When boondocking, we fill our water tanks frequently, and from varied water sources that we have no way of knowing where the water is coming from or its quality. Other than sterilizing our water tanks regularly, there are some simple, inexpensive precautions that we can take to swing the odds in our favor for keeping free of waterborne illnesses.
Start with the water coming into your tank or from a water hook-up. Attach a sediment filter to your hose before it enters the tank, or before the pressure regulator if hooked up. This will take most of the debris out of the water before it gets into your system. There is surprisingly more debris than you might think, especially in many of the water supply systems in the southwestern deserts where I have found sand and tiny pebbles in the filter. Consider using a home-style water filter sold by a major retailer like Walmart, Sears, or Camping World so that you can easily find filters wherever you are — and at competitive prices.
After this cleaner water enters your rig, there is no need to filter it further going to the shower, but a filter should be attached to the water coming out of your kitchen faucet either with an under-sink inline filter (such as an Everpure), or a water filter like the Brita attached directly to your kitchen faucet. In all cases, make sure you change the filters as recommended by the manufacturer.
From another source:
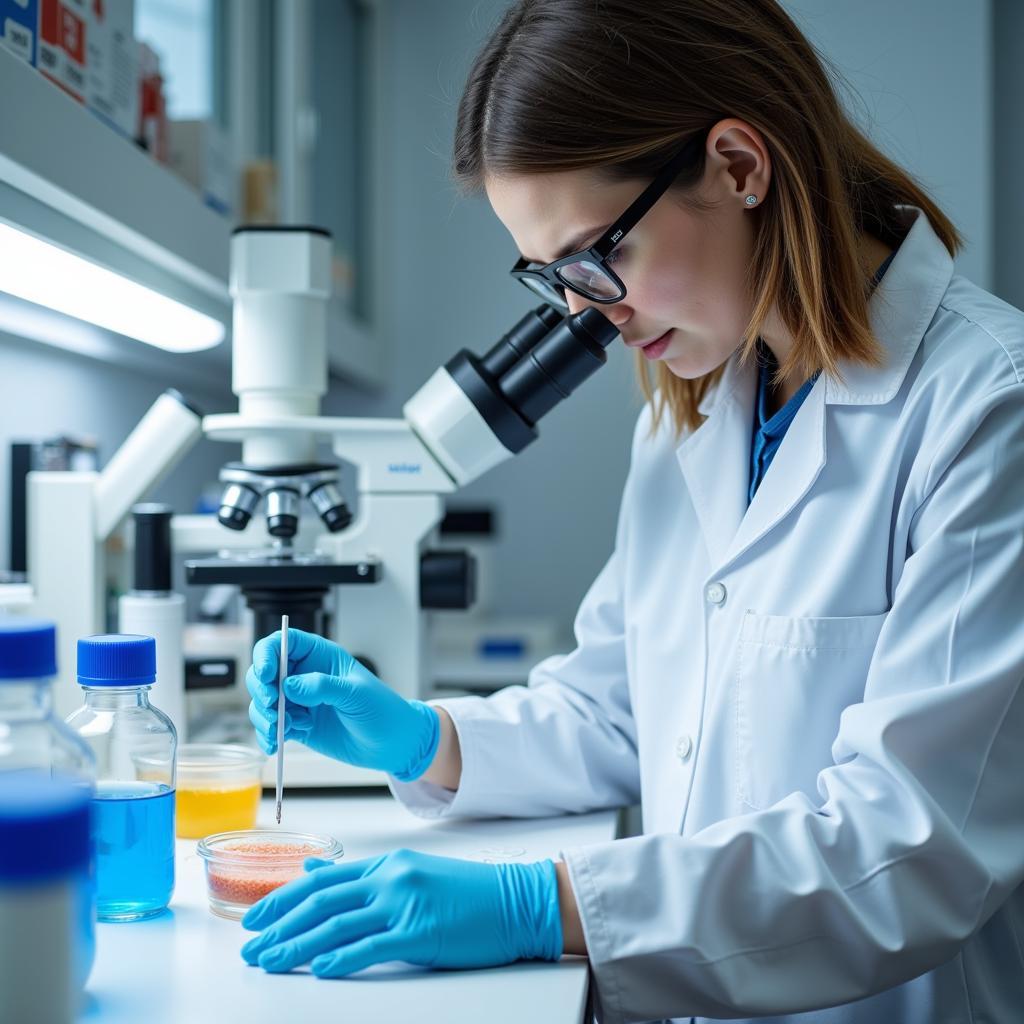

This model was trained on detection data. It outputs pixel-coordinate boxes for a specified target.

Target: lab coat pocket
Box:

An option for the inline filter would be to keep a Brita-type pitcher of water with built in filter in your fridge. If you use the pitcher system, remember to use the filtered water for washing veggies, making coffee, tea, cold drinks, or ice cubes, and for brushing teeth.
Another option is the Remco WaterMaker Five water filter system. Read my review.
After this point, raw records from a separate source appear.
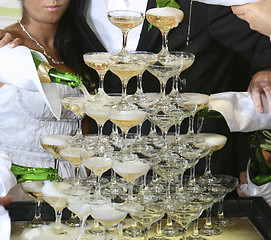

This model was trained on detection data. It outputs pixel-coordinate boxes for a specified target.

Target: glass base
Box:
[199,226,222,236]
[24,217,46,228]
[196,173,220,185]
[85,226,105,236]
[213,217,234,227]
[186,234,208,240]
[123,226,144,238]
[64,215,81,227]
[162,223,183,237]
[63,185,88,196]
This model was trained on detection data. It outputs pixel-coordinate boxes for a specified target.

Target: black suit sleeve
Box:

With these systems in place you will be reasonably safe from the hidden bugs in your water supply. And if you are particularly sensitive to stomach disturbances, drink bottled water, though in most cases it is not necessary and an added expense.
You can find Bob Difley’s RVing e-books on Amazon Kindle.
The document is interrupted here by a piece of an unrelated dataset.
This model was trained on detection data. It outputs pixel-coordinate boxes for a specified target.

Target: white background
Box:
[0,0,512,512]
For part-timers it’s probably cheaper to just use bottled water for cooking, drinking and brushing teeth. Bought in bulk it’s not that expensive for the part time RV’er
I filter all my water as it enters the bus. I use a “permanent” sand filter (found where they sell deep well pumps) as my first filter. I don’t have to keep buying sediment filters as I just open a valve at the bottom of the filter housing to drain out the collected sediment. My next filter is a standard “whole house” or “under sink” filter. That one can vary but typically I use a filter that will filter out cysts (0.5 micron) and pesticides (I tend to be in rural farming areas). These two filters (mostly the second filter) knock the park water.down to a trickle. So the fresh water tank has the incoming filtered water on a float valve (stock tank valve from a farm supply store) that opens to let water in when the tank is low and closes to stop the incoming water when the tank is full. My next add on to the plumbing will be to stick a small SimplySoft EQ-SS20 water softener after the filters to soften the water (softener cartridge lasts 2 years or one is availabe that will last 1 year). It will fit in the small space I have to put it.
Too bad there aren’t filters that can remove high concentrations of minerals – like you find down in Quartzsite. Seems like every time we go there (and fill up with water at the “Pit Stop”) we end up having to remove our toilet at some point and clean out the sprayers which become clogged. Reverse osmosis isn’t practical for boondocking since most of the water ends up as “brine”.